王女と勇者

「で、どうしてこうなった?」

 ひとまずお姫様を引っ剥がし、事情説明を求める。

「お父様が魔王を討伐したら勇者様に嫁ぐようにと言ってきたのです」

 まあ、ありがちだな。

「言ってませんからね? 魔王討伐の暁には褒美は望むままじゃとか言われましたが」

 まあ、これもテンプレな。

「だってあの国で一番価値があるのって……」

 自分だと言いたいらしい。

「すげえな、その思考回路」

 なんか照れている、褒めねーっつの。

「というかですね、ファーストキスを公開処刑された僕はどうしたら?」

「んー……爆発しろ?」

「ぽっ、わたくしも……初めてです。これは責任を取っていただかなくては」

 なんかくねくねしている。既視感を感じた。

「ノブカズ君。おめでとー(棒」

「かっこぼうとか口で言ってる当たりおちょくる気しかないんですね」

「はっはっは、まあ、ある意味お仲間か。それはさておきだ。魔王討伐何ぞさせないからね?」

 そもそも子供たちの祖母で、バルドの母親である。

「くっ、私たちの将来に立ちふさがるのはやはり大魔王ですか……」

「だから誰が大魔王やねん」

「店長、すでになんかのRPGの裏ボスっぽくなってます」

「うっさいわ」

「自覚あったんですか?」

「なんかさ、成り行きなんだよね。そもそも、俺の力の源泉ってこのコンビニだし」

「はっはっは、なんかあれですね。魔王と勇者みたいな舞台装置の一環なんですかね?」

「さあね、けど俺は自分の意志で生きてる。だれかの操り糸なんかはないと信じたいね」

「まあ、そうですよねえ」

 すこし雰囲気が変わった。ここで気になっていたことを切り出す。

「そういえば、王女様。俺たち貴方の名前とか全く知らないんだけども」

「ふん、敵に名乗る名はございません!」

「俺さー、ノブカズ君の親代わりなんだよねー」

「お義父様、お初にお目にかかります。セリカと申します。今後ともよしなに」

「だって、ノブカズ君愛されてるね」

「ヤンデレストーカーなんかいりませんよお……」

「愛が重いと思った時はだね」

「時は?」

「その重さを受け止められるような人間になれば万事解決だ!」

「だめだこいつ!?」

「あの……お義母様からは私と同じものを感じますわ」

 そこで一言も口を開いていなかったバルドが動き出す。

 セリカと見つめ合い、お互い頷き、がっちりと握手を交わした。そして意中の人を射止める方法とか、相手の力を利用した制圧法とか、ロープの使い方とかの情報交換をしている。

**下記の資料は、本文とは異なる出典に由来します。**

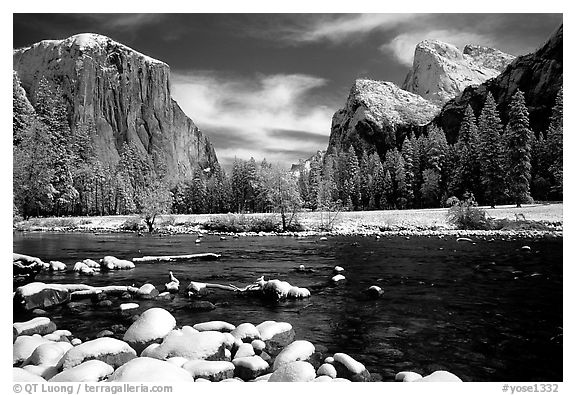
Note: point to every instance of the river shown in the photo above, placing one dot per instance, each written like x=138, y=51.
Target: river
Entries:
x=488, y=311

ロープって何? 何に使うの?


 とりあえず、セリカ王女の希望を容れてコンビニバイト見習いとした。もちろん教育係はノブカズ君である。あと、寮の部屋も同室にした。

 ルークとリンさん、ラズ君とレナさんは面倒なので同室にしてしまっていた。備品の明るい家族計画が消費されているので、まあ、そういうことなのだろう。子供可愛いんだけどねえ。

 ちなみに、いつぞやアベル君にも伝えた、結婚の場合の手当てと福利厚生。子供が生まれた場合の祝い金制度などを説明したら、備品の使用率が減った。現金な人たちである。

 そういえば、ラズ君は准子爵に叙任された。これは一代限りでさらに領土のない法衣貴族位だ。けれど、爵位に応じた恩給が出る。ドーガ軍曹のキャンプに参加する連中は、レナさんよりドーガに惚れて帰ってゆく。そういう事情も相まって年貢を納めたようだ。普通男がわの使い方だよね、これ。


 翌朝、ノブカズ君はげっそりとしており、セリカ王女はつやつやになっていた。

「しちゃったの?」

「いえ、何とか守り抜きました」

「なんでそんなげっそり? 一応ベッドは二つおいたじゃない?」

「気づいたらこっちに潜り込まれてすやすや寝てるんです。で、もう片方に移ったら気が付くとすやすやと……」

「ヘタレ」

「なんとでも言ってください」

「旦那様は言う資格がないんじゃないですかねえ?」

「バルド、今夜はおしおきね」

「むう、ハルカをカエデに預けねば」

「楽しみだなあ。デュフフフフフフ」

「ぽっ」

「いいからお前らも爆発しろこのバカップル」

 ノブカズ君の受難は始まったばかりだった。あ、ちなみに。セリカ王女のひとめぼれらしいです。伝説の勇者と同じ黒髪だからとかいう理由で。南無。